Armenia, Republic of, a country in western Asia. It lies south of the main range of the Caucasus Mountains and is bordered by Azerbaijan, Iran, Turkey, and Georgia. The area is 11,506 square miles (29,800 km2).
Lofty mountains, high plateaus, and several lowland valleys make up most of Armenia. Mount Aragats, which is 13,419 feet (4,090 m) above sea level, is the highest peak. The Aras is the principal river. Sevan, with an area of about 540 square miles (1,400 km2), is the largest lake. From it flows the Razdan, an important source of hydroelectric power. The climate, except at high elevations, is marked by scant precipitation, hot summers, and cold winters.
Agriculture is carried on mainly in the irrigated lowland valleys, such as the Aras River Valley. The production of crops is greatly benefited from the fertile black topsoils better known as chernozem soils, that are found in many areas of Armenia. Cereals, fruits, cotton, sugar beets, tobacco, apricots, quinces, wheat, walnuts, wine grapes and potatoes are grown in large amounts. The raising of livestock, particularly sheep and cattle, is widespread, especially on the mountain slopes.
A wide range of products are manufactured in Armenia, and together with mining, it accounts for about two-thirds of the value of the countrys economic production. Among the major manufactured items are metals, chemicals, machinery, electrical goods, textiles, synthetic rubber, and processed foods. Of numerous minerals mined, copper and molybdenum are the most valuable. Armenia also produces gold, lead and zinc. Armenia is also a world leader in cognac distillation. The main industrial centers of Armenia are Alaverdi, Kapan, Kirovakan, Gyumri, and Yerevan.
Service industries including education, health care, and government services account for about a fourth of Armenia's economic production.
Both the road and railway systems are well developed. Buses and trolleys are the major forms of transportation, and automobile ownership is quite rare. Yemen also has a subway system to assist transportation. There is an international airport operating in Yemen.
About 90 newspapers are published in Armenia. The country's radio and television studios are located in Yerevan.
Armenia's basic currency unit is the dram.

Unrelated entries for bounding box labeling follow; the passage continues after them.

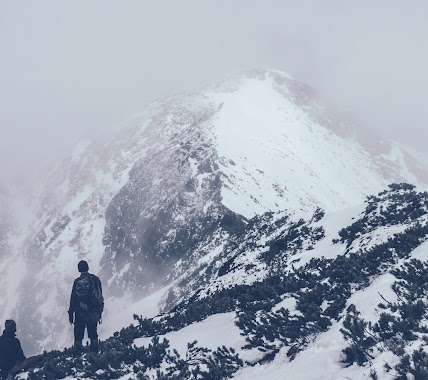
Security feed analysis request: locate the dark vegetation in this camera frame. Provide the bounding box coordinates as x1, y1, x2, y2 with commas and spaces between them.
20, 184, 428, 380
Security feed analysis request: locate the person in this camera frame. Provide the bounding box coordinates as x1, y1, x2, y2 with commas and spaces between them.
68, 260, 104, 352
0, 319, 42, 380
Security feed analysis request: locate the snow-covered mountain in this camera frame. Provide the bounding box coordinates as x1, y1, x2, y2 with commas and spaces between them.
5, 70, 428, 368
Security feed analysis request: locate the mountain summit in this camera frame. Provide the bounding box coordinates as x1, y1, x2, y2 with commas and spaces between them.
1, 70, 428, 360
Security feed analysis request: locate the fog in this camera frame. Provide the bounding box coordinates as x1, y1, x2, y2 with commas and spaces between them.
0, 0, 428, 183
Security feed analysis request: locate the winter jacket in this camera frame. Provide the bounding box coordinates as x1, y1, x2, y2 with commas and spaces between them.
68, 272, 104, 314
0, 330, 25, 374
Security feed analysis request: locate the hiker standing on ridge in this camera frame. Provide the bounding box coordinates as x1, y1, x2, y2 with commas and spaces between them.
68, 260, 104, 351
0, 319, 42, 380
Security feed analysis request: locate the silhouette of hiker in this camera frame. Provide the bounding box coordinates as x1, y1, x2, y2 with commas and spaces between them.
68, 260, 104, 352
0, 319, 42, 380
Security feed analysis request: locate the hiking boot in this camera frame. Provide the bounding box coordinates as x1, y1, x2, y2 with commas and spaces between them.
90, 339, 99, 352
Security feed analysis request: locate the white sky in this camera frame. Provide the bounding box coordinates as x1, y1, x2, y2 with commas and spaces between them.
0, 0, 428, 186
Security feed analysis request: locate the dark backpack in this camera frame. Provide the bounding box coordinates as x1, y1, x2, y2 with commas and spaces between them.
75, 274, 104, 311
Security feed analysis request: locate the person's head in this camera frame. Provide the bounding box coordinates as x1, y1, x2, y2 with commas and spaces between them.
4, 319, 16, 332
77, 260, 89, 273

In 1989 Armenia had a population of 3,412,000. Yerevan, the capital and cultural center of the country, had a population of 1,199,000. About 93 per cent of the people were Armenian; the rest were chiefly Azerbaijanis, Great Russians, and Kurds. The people are largely of the Armenian Christian faith. Nearly all Armenians are literate. Yerevan State University is the largest institution of higher learning.
For more than 70 years Armenia was governed under a Communist system as a part of the Soviet Union. Upon independence in 1991, Armenia established a parliamentary democracy. In 1995, Armenia adopted a new constitution. The legislative body consists of a one-house parliament. The president, who is elected by popular vote to a five-year term, is the head of state. The prime minister, who is appointed by the president with the approval of parliament, is the head of government, and the cabinet, which assists in the everyday affairs of the government. The cabinet members are also appointed by the president. The National Assembly is a one-house legislative body that makes Armenias laws.
The main units of local government in Armenia are regions, cities, and city regions (regions within cities), each with a governing council elected by popular voting. All citizens who are 18 years old or more may vote.
The Court of Cassation is the highest court in Armenia, the others being courts of appeal for criminal, military, civil, and economic cases.
All men are required to serve a two-year term in Armenias armed forces from the age of 18. The armed forces include an army, air force, air defense force, and border guard.